Towards the end of Jean-Noöl Jeanneney’s Google and the Myth of Universal Knowledge, he writes:
In practical terms, what criteria will govern the decision to digitize certain works? With respect to the vast legacy of works now in the public domain … we should favor the great founding texts of our civilization, drawing from each of our countries: encyclopedias; journals of scholarly societies; major writings that have contributed to the rise of democracy, to human rights, and to the recent unification of the Continent; writings that have fostered the development of literary, scientific, legal, and economic knowledge, as well as artistic creation. We should add to these, as I’ve already suggested, works that have appeared in numerous translations, thus attesting to their influence. The same guidelines, probably with less rigid specifications, can be followed for the more recent period. (p. 78)

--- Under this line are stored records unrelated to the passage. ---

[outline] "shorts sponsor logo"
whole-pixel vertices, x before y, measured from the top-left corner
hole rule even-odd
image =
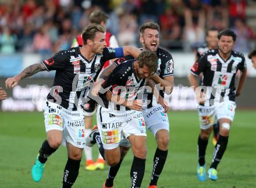
[[[102,129],[116,129],[119,126],[122,126],[122,122],[116,122],[113,123],[101,124],[101,126]]]
[[[57,125],[63,126],[63,120],[58,114],[49,114],[48,125]]]
[[[166,113],[165,113],[164,112],[161,111],[161,114],[162,117],[167,117],[167,114]]]
[[[151,115],[153,115],[157,111],[158,111],[159,110],[162,111],[163,109],[163,107],[162,106],[159,106],[159,107],[158,107],[157,108],[155,108],[153,110],[152,110],[151,111],[150,111],[150,113],[147,115],[147,117],[149,118]]]
[[[48,65],[51,66],[54,63],[54,59],[53,58],[50,58],[44,61],[44,63]]]
[[[218,80],[218,84],[221,85],[226,85],[227,81],[227,75],[225,74],[220,74]]]
[[[49,113],[56,113],[56,110],[52,108],[49,109]]]
[[[120,141],[118,131],[102,131],[102,140],[105,144],[118,143]]]
[[[231,104],[229,104],[227,109],[229,109],[229,111],[233,111],[233,106]]]
[[[78,137],[84,138],[84,129],[79,129]]]
[[[140,122],[140,126],[145,126],[145,121],[143,117],[139,119],[138,122]]]
[[[84,121],[67,121],[67,126],[84,126]]]

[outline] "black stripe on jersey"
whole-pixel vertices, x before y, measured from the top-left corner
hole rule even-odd
[[[101,119],[101,122],[102,122],[102,115],[101,115],[101,109],[102,107],[101,106],[99,107],[99,118]]]
[[[221,68],[222,67],[222,64],[219,62],[219,60],[217,59],[217,69],[216,71],[221,72]]]
[[[93,63],[91,64],[91,73],[94,73],[95,72],[95,62],[96,62],[96,59],[97,59],[97,56],[95,56],[94,57],[94,59],[93,60]],[[97,77],[95,77],[96,79]]]
[[[231,73],[232,71],[232,66],[233,64],[234,63],[234,61],[233,60],[232,60],[227,65],[227,73]]]

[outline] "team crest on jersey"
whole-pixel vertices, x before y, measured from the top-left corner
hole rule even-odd
[[[70,62],[74,66],[74,74],[79,74],[80,72],[80,59],[79,57],[70,56]]]
[[[101,64],[100,63],[95,63],[94,64],[94,70],[95,71],[95,72],[98,71],[99,68],[101,68]]]

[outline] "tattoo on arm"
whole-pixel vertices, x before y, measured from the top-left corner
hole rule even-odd
[[[32,64],[27,68],[20,74],[21,78],[24,78],[31,77],[31,75],[46,70],[45,67],[41,63]]]

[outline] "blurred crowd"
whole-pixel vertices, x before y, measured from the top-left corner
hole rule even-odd
[[[247,24],[247,6],[246,0],[0,0],[0,53],[68,49],[97,9],[109,16],[107,29],[120,45],[138,46],[140,25],[153,21],[161,26],[161,45],[170,49],[201,45],[205,30],[215,27],[233,29],[234,49],[248,52],[255,34]]]

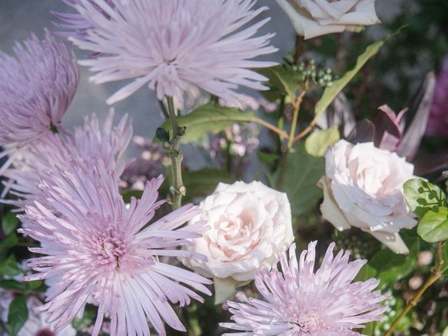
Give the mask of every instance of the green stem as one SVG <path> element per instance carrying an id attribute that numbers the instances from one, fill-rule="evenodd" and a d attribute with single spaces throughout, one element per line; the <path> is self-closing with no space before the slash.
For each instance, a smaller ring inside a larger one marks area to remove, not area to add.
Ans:
<path id="1" fill-rule="evenodd" d="M 169 115 L 168 114 L 168 111 L 167 111 L 167 108 L 163 104 L 163 102 L 161 100 L 158 100 L 159 102 L 159 106 L 160 106 L 160 109 L 162 110 L 162 113 L 163 113 L 163 116 L 165 117 L 165 119 L 168 119 L 169 118 Z"/>
<path id="2" fill-rule="evenodd" d="M 303 97 L 307 93 L 307 90 L 304 89 L 300 92 L 299 96 L 293 102 L 293 106 L 294 107 L 294 114 L 293 115 L 293 122 L 291 123 L 291 130 L 288 139 L 288 149 L 291 149 L 293 144 L 294 143 L 294 135 L 295 134 L 295 129 L 297 128 L 297 122 L 299 118 L 299 111 L 300 111 L 300 105 Z"/>
<path id="3" fill-rule="evenodd" d="M 173 203 L 174 209 L 178 209 L 182 205 L 182 197 L 185 196 L 187 190 L 182 181 L 182 152 L 181 151 L 181 137 L 185 133 L 185 127 L 179 127 L 177 123 L 174 102 L 172 97 L 167 97 L 168 113 L 173 128 L 173 135 L 168 146 L 168 154 L 171 158 L 173 169 Z"/>
<path id="4" fill-rule="evenodd" d="M 417 305 L 417 303 L 419 302 L 419 300 L 420 300 L 420 298 L 421 298 L 421 295 L 423 295 L 425 291 L 429 287 L 430 287 L 430 286 L 433 284 L 437 281 L 440 277 L 440 275 L 442 275 L 441 270 L 442 270 L 442 266 L 443 265 L 443 258 L 442 257 L 442 244 L 443 244 L 443 242 L 440 241 L 437 246 L 437 255 L 438 255 L 437 265 L 435 266 L 435 268 L 433 271 L 430 276 L 428 279 L 428 280 L 426 280 L 426 282 L 424 284 L 421 288 L 412 297 L 412 298 L 408 301 L 407 304 L 406 305 L 403 311 L 396 318 L 396 320 L 393 321 L 393 323 L 391 326 L 391 328 L 389 328 L 389 330 L 387 330 L 384 334 L 384 336 L 391 336 L 392 335 L 392 332 L 393 332 L 393 330 L 395 330 L 396 328 L 397 328 L 398 324 L 400 324 L 400 321 L 401 321 L 401 319 L 403 317 L 405 317 L 407 314 L 407 313 L 409 313 L 412 309 L 412 308 L 414 308 L 415 306 Z"/>

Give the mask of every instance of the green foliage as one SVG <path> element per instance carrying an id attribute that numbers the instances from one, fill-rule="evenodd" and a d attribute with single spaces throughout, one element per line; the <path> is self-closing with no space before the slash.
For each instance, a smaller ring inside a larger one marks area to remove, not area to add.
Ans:
<path id="1" fill-rule="evenodd" d="M 372 336 L 374 335 L 375 330 L 377 329 L 377 322 L 369 322 L 365 323 L 365 328 L 363 329 L 363 335 L 368 336 Z"/>
<path id="2" fill-rule="evenodd" d="M 442 246 L 442 259 L 443 260 L 443 268 L 444 272 L 448 271 L 448 242 L 445 241 Z"/>
<path id="3" fill-rule="evenodd" d="M 419 223 L 417 233 L 428 243 L 448 239 L 448 208 L 436 206 L 428 211 Z"/>
<path id="4" fill-rule="evenodd" d="M 19 242 L 19 238 L 17 237 L 15 232 L 13 232 L 6 239 L 0 241 L 0 250 L 1 248 L 8 248 L 17 245 Z"/>
<path id="5" fill-rule="evenodd" d="M 373 278 L 377 275 L 377 270 L 369 264 L 365 264 L 359 270 L 358 274 L 355 277 L 354 282 L 356 281 L 365 281 L 369 279 Z"/>
<path id="6" fill-rule="evenodd" d="M 328 147 L 340 139 L 337 127 L 314 132 L 305 141 L 305 150 L 312 156 L 323 156 Z"/>
<path id="7" fill-rule="evenodd" d="M 169 132 L 167 131 L 164 128 L 158 127 L 155 130 L 155 137 L 161 143 L 165 143 L 169 141 Z"/>
<path id="8" fill-rule="evenodd" d="M 1 230 L 6 236 L 9 236 L 19 226 L 19 220 L 15 216 L 15 214 L 8 212 L 1 219 Z"/>
<path id="9" fill-rule="evenodd" d="M 244 112 L 233 107 L 220 107 L 213 104 L 203 105 L 186 115 L 177 118 L 179 126 L 186 127 L 181 142 L 187 144 L 206 133 L 218 133 L 235 123 L 245 124 L 254 116 L 253 112 Z M 159 128 L 172 130 L 172 127 L 169 120 L 166 120 Z"/>
<path id="10" fill-rule="evenodd" d="M 28 318 L 27 298 L 20 295 L 14 298 L 9 305 L 7 329 L 10 336 L 15 336 Z"/>
<path id="11" fill-rule="evenodd" d="M 293 214 L 305 214 L 316 205 L 322 197 L 316 183 L 324 174 L 325 160 L 308 154 L 303 143 L 282 159 L 276 184 L 288 194 Z"/>
<path id="12" fill-rule="evenodd" d="M 421 178 L 412 178 L 403 186 L 405 200 L 411 211 L 422 218 L 429 210 L 443 206 L 446 196 L 436 185 Z"/>
<path id="13" fill-rule="evenodd" d="M 239 281 L 230 276 L 225 279 L 213 278 L 215 304 L 220 304 L 233 298 L 237 294 L 237 286 L 239 284 Z"/>
<path id="14" fill-rule="evenodd" d="M 258 69 L 257 71 L 267 77 L 270 90 L 262 94 L 271 101 L 281 96 L 295 97 L 295 92 L 303 83 L 300 74 L 292 66 L 276 65 L 270 68 Z"/>
<path id="15" fill-rule="evenodd" d="M 387 248 L 377 252 L 368 265 L 376 270 L 381 288 L 392 286 L 411 274 L 415 267 L 420 251 L 420 241 L 415 234 L 405 232 L 402 234 L 403 241 L 409 248 L 409 254 L 396 254 Z"/>
<path id="16" fill-rule="evenodd" d="M 400 30 L 401 30 L 401 29 L 399 29 L 391 35 L 388 35 L 382 40 L 375 42 L 367 47 L 364 52 L 360 55 L 356 59 L 356 63 L 354 68 L 346 72 L 340 78 L 334 80 L 331 86 L 325 89 L 322 97 L 314 108 L 314 114 L 316 116 L 320 115 L 325 111 L 325 110 L 327 109 L 331 102 L 335 100 L 335 98 L 336 98 L 337 94 L 339 94 L 340 92 L 342 91 L 342 89 L 349 84 L 350 80 L 351 80 L 355 75 L 358 74 L 364 64 L 365 64 L 370 58 L 378 53 L 379 49 L 391 36 L 398 34 Z"/>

A little earlier, he explains why this rigorous process of selection is necessary:
A final observation: maybe one of the reasons that the top managers of Google never seriously broach the question of how works are to be digitized is that they maintain the conviction—or rather the illusion—that they can digitize all the books that have ever been printed since the time of Gutenberg. In this fantasy world, there would be no need to worry about selection, and the performance of the digital library would depend only on the quality of the search engine (or engines). But since this perspective is beyond what we can reasonably envision (Is this a bad thing?), we must find the means not only to furnish Internet users with organized knowledge but to indicate its limitations. (p. 73)
This is, in a word, oldthink. Jeanneney repeatedly assumes that comprehensive digitization of our print archives is a pipe dream, from which it follows that the selection processes governing digitization acquire enormous cultural and political importance. I certainly agree with him that the selection is critical, particularly in the shorter run. It is, for example, of great importance that Google’s Book Search scanning project be accompanied by equally ambitious projects for non-Anglophone collections. But that’s as far as this particular observation belief to go.
We are going to have the capability of scanning everything, and we should. Scan it, OCR it, check it, stick it online, and open it up to lots of search tools. (Not just one: he and I agree on this, as well.) The initial Google announcement involved some fifteen million books. The total number of titles printed in the West since Gutenberg is somewhere upward of a hundred million. Google’s proposal is ambitious but clearly realizable; aiming for a hundred million is somewhat more ambitious but not unreasonably so. It will seem more and more plausible with time, as scanning and indexing technology continue to improve.
Things will be chaotic, certainly. There will be duplicated scans, scans of different editions of the same book, scans of translations and pirated foreign editions, scans of books missing pages, and so on and so forth. But these are not dealbreakers. These are exactly the sort of gnarly semistructured data analysis that drove the last few rounds of stunning innovation in Web search. Get the corpus out there and search algorithms will arrive to take advantage of it. Call it a Say’s law of data: put an interesting dataset online and someone will find something interesting to do with it. The point is that massive scanning helps create raw material on which the complexity-increasing dynamism of the Internet feeds. Committees of experts can help us decide what to scan first, but they should not have to decide what to scan at all.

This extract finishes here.